Stakeholder engagement primer: 3. Selecting stakeholders

By Gabriele Bammer


Given that most research projects will not have the funding or time to involve all stakeholders who have been identified as potential contributors, what criteria are useful for selecting those to be invited to participate? How can those identified be assessed against the criteria?

Four criteria for selecting stakeholders are:

  • their legitimacy
  • their real and potential power
  • the urgency they assign to the problem
  • practical considerations.


Legitimacy can usefully be examined along the following four dimensions:

  1. Potential value of the stakeholder contributions.
    Stakeholders who bring to bear extensive experience; insights into central aspects of the problem, its context or ways of dealing with it; and/or analytical details have greater legitimacy than those with shallow or peripheral viewpoints.
  2. Whose interests the stakeholders serve.
    Stakeholders who work for societal good or the good of a group have greater legitimacy than those who primarily serve their own interests.
  3. How representative the stakeholders are.
    Formal representatives of stakeholder groups have more legitimacy than informal representatives or self-appointed representatives.
  4. Legitimacy conferred on the stakeholders through participation.
    The invitation to participate in research can confer legitimacy on stakeholders and their perspectives. This can be used deliberately by researchers to increase the legitimacy of marginalised groups.

For any particular stakeholder, legitimacy may not be uniform across each of these dimensions and there is no easy way of weighting the importance of different aspects. For example, a stakeholder may have extensive experience to bring to bear, but may be self-appointed. This was the case in my research on the feasibility of prescribing heroin to treat heroin dependence, where much was learnt from drug users, service providers and police who volunteered to help me understand their worlds.

Real and potential power

Stakeholders may already have power or may have the potential to be powerful, and it is useful to consider both groups along three dimensions:

  1. Utilitarian power
    Stakeholders with utilitarian power contribute (or could contribute) resources or practical support to the research or to implementing its outcomes. This may include access to funding, data sources and equipment.
  2. Normative power
    Stakeholders with normative power contribute (or could contribute) symbolic resources such as prestige, esteem, and acceptance. This can include public support for, and endorsement of, the research from community leaders or professional associations.
  3. Coercive power
    Stakeholders with coercive power use or could use force or influence to direct the research. One way this can play out is when stakeholders with vested interests set out to halt or discredit research that threatens those interests.


Urgency or the need for immediate attention applies to stakeholders for whom understanding and/or acting on the problem is of major importance. Importance can be compounded by time sensitivity.

Time sensitivity can be associated with problems that have an irreversible element, for example they are life-threatening, associated with significantly reduced quality of life, threaten economic security, threaten ecosystem biodiversity, or threaten the destruction of artefacts.

Time sensitivity can also be associated with a narrow window for action. In a policy context this is often referred to as a “window of opportunity,” when political and other circumstances mean that there is a good possibility for action to be taken and to be successful.


Selecting stakeholders based on legitimacy, power and urgency ensures that the most relevant stakeholders are involved, which is generally not the case if they are selected on practicalities alone. Nevertheless, practicalities cannot be completely ignored. In working within the constraints of limited budgets and time, practical considerations include:

  • How easy is it to access the stakeholders?
  • Have relationships with the stakeholders already been built?
  • How willing are the stakeholders to participate?
  • What can realistically be achieved?
  • Are particular skills or other resources to enable participation required and available, eg., expert facilitation, recompense to stakeholders for their participation?
  • Are there any risks?

The selection process

Stakeholders can be mapped according to how they rate on each of the first three attributes, using a Venn diagram as shown in the figure below.

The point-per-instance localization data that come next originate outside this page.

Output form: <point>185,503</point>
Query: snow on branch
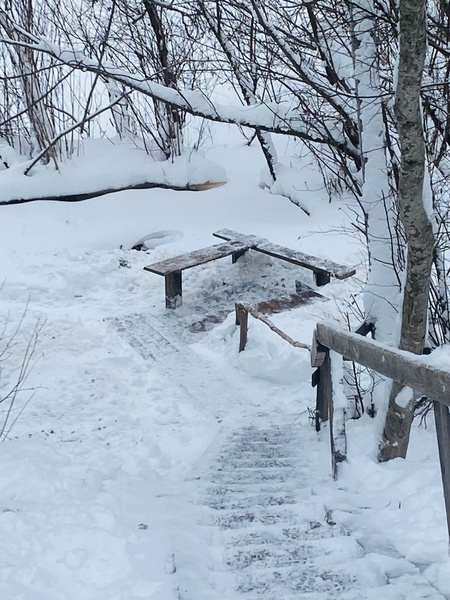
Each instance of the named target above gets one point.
<point>274,117</point>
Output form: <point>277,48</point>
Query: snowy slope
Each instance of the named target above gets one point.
<point>128,407</point>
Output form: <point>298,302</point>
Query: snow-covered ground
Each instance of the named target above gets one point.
<point>128,405</point>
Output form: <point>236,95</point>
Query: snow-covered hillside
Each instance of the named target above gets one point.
<point>131,411</point>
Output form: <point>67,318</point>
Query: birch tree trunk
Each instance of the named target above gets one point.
<point>413,195</point>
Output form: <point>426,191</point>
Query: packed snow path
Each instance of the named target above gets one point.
<point>247,523</point>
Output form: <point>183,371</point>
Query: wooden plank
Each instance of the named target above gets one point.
<point>229,235</point>
<point>442,419</point>
<point>249,308</point>
<point>197,257</point>
<point>320,266</point>
<point>404,367</point>
<point>276,305</point>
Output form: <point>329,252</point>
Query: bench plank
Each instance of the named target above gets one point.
<point>321,267</point>
<point>172,268</point>
<point>197,257</point>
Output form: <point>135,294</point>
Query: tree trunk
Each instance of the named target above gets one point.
<point>412,195</point>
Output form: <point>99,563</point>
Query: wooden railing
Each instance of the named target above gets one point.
<point>406,368</point>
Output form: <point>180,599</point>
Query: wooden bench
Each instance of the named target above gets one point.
<point>323,269</point>
<point>172,268</point>
<point>304,295</point>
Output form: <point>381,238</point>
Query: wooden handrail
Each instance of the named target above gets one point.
<point>408,369</point>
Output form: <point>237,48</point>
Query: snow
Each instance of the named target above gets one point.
<point>107,473</point>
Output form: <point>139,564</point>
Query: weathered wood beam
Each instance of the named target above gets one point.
<point>404,367</point>
<point>249,308</point>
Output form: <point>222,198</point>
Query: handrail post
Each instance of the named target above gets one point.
<point>442,420</point>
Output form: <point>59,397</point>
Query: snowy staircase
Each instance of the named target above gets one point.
<point>256,530</point>
<point>256,495</point>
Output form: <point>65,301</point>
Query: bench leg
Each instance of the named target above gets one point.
<point>242,320</point>
<point>237,255</point>
<point>173,289</point>
<point>321,278</point>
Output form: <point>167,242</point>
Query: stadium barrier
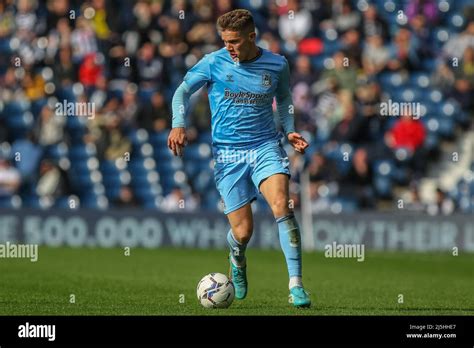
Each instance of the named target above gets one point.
<point>148,229</point>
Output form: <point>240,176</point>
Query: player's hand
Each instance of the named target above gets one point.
<point>177,141</point>
<point>298,142</point>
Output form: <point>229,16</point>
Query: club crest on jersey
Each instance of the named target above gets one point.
<point>266,80</point>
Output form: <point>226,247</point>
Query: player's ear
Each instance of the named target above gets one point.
<point>252,36</point>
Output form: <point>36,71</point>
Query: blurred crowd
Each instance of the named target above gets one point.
<point>128,57</point>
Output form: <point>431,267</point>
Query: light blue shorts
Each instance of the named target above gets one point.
<point>239,172</point>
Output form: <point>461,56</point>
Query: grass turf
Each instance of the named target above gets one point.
<point>153,282</point>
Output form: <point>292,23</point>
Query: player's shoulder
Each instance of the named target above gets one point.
<point>274,58</point>
<point>215,56</point>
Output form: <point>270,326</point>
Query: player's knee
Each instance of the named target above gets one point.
<point>243,231</point>
<point>280,206</point>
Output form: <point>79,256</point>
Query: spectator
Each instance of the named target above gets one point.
<point>443,205</point>
<point>375,55</point>
<point>294,23</point>
<point>50,127</point>
<point>10,178</point>
<point>126,198</point>
<point>427,8</point>
<point>53,181</point>
<point>83,40</point>
<point>154,116</point>
<point>373,24</point>
<point>403,52</point>
<point>344,74</point>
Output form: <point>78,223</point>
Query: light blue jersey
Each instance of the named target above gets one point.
<point>240,96</point>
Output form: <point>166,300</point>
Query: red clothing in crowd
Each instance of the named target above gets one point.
<point>408,133</point>
<point>89,71</point>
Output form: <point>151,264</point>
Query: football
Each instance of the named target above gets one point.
<point>215,290</point>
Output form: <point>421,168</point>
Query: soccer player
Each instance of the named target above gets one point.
<point>242,80</point>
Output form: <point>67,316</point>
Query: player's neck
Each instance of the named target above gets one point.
<point>253,53</point>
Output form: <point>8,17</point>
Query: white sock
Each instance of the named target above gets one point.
<point>295,281</point>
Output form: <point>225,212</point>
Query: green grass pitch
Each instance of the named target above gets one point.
<point>163,282</point>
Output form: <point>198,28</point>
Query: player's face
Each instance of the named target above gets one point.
<point>238,44</point>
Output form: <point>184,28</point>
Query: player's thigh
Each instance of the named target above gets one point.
<point>271,176</point>
<point>241,222</point>
<point>234,183</point>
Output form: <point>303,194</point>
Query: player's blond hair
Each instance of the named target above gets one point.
<point>236,20</point>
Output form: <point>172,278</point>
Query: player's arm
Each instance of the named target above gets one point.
<point>284,106</point>
<point>197,77</point>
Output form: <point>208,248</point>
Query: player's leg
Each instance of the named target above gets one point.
<point>241,223</point>
<point>276,192</point>
<point>237,191</point>
<point>271,176</point>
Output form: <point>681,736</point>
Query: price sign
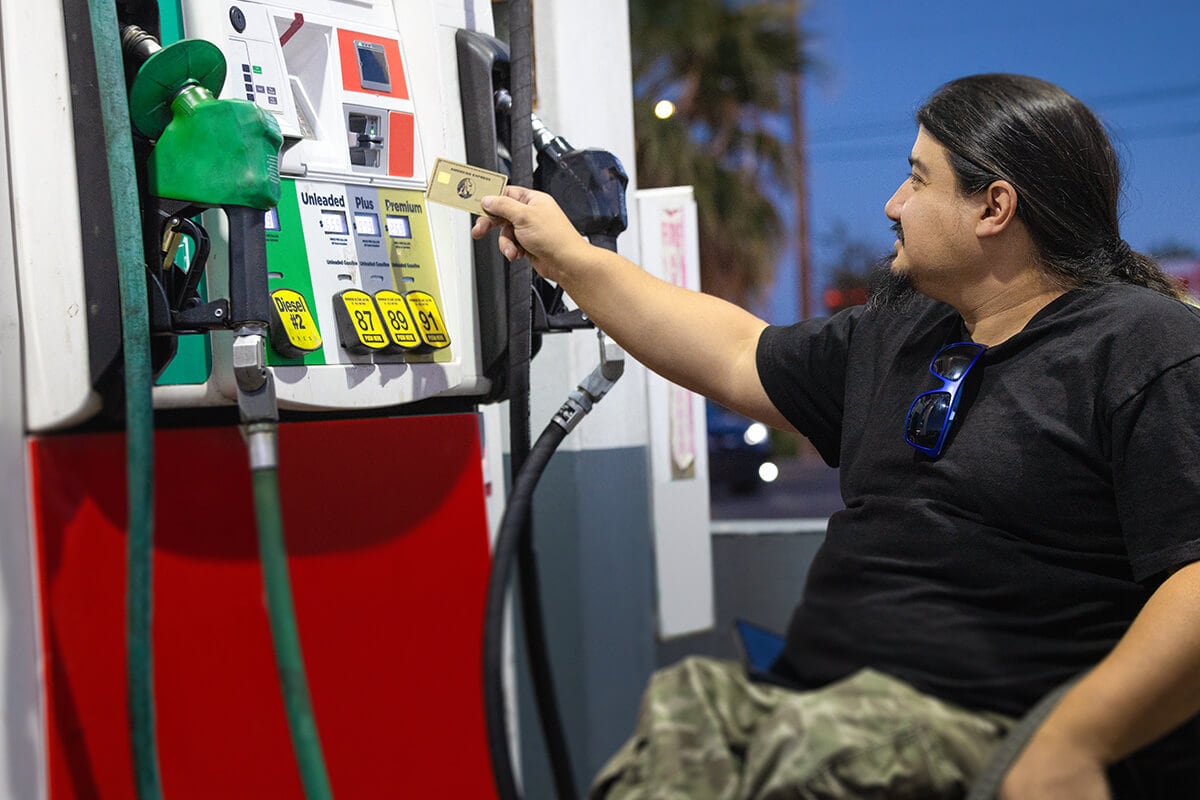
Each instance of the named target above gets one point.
<point>430,325</point>
<point>358,322</point>
<point>397,320</point>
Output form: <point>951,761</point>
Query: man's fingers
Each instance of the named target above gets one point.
<point>504,208</point>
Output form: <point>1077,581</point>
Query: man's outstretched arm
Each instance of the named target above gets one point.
<point>690,338</point>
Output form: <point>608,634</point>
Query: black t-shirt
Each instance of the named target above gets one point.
<point>1015,560</point>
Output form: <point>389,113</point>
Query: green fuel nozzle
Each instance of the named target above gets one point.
<point>209,151</point>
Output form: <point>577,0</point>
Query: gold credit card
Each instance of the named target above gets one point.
<point>462,186</point>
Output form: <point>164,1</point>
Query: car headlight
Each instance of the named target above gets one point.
<point>755,434</point>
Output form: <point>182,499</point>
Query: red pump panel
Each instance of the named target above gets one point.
<point>388,548</point>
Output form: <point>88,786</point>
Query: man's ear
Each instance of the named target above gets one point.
<point>997,209</point>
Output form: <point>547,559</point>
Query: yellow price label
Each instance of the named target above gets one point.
<point>293,329</point>
<point>397,319</point>
<point>358,322</point>
<point>430,325</point>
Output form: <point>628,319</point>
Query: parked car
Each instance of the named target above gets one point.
<point>738,451</point>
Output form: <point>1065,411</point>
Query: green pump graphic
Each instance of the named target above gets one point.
<point>222,154</point>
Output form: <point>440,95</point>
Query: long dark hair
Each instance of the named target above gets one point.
<point>1055,152</point>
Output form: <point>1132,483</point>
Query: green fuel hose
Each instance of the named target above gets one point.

Stakeholders can then be categorised as having:

  1. High legitimacy, power and urgency
  2. High legitimacy and power
  3. High legitimacy and urgency
  4. High legitimacy
  5. High power and urgency
  6. High power
  7. High urgency.

In general, priority for selection would be given to stakeholders with high legitimacy (groups 1-4) over the other groups.

In the heroin trial feasibility research, for example, police commissioners, the police union and the peak medical association were considered to have high legitimacy and power. Dependent heroin users and their parents were considered to have high legitimacy and urgency.

At the other extreme, the research team was occasionally approached by members of the public who were very concerned about the issue who had advice, but little concrete experience, to offer; they could be assessed as meeting the criterion of urgency, but as having neither legitimacy nor power.

The four attributes provide an aid to decision making rather than hard and fast rules. Importantly there are a number of constraints in assessing stakeholders according to the attributes, including that they are:

  • dynamic and can change over time
  • socially constructed
  • difficult to assess.

Assessment of stakeholders against the criteria of legitimacy, power and urgency may require input from a diverse group of advisers, who have different insights into the various stakeholders, including from direct knowledge, observations and their own research.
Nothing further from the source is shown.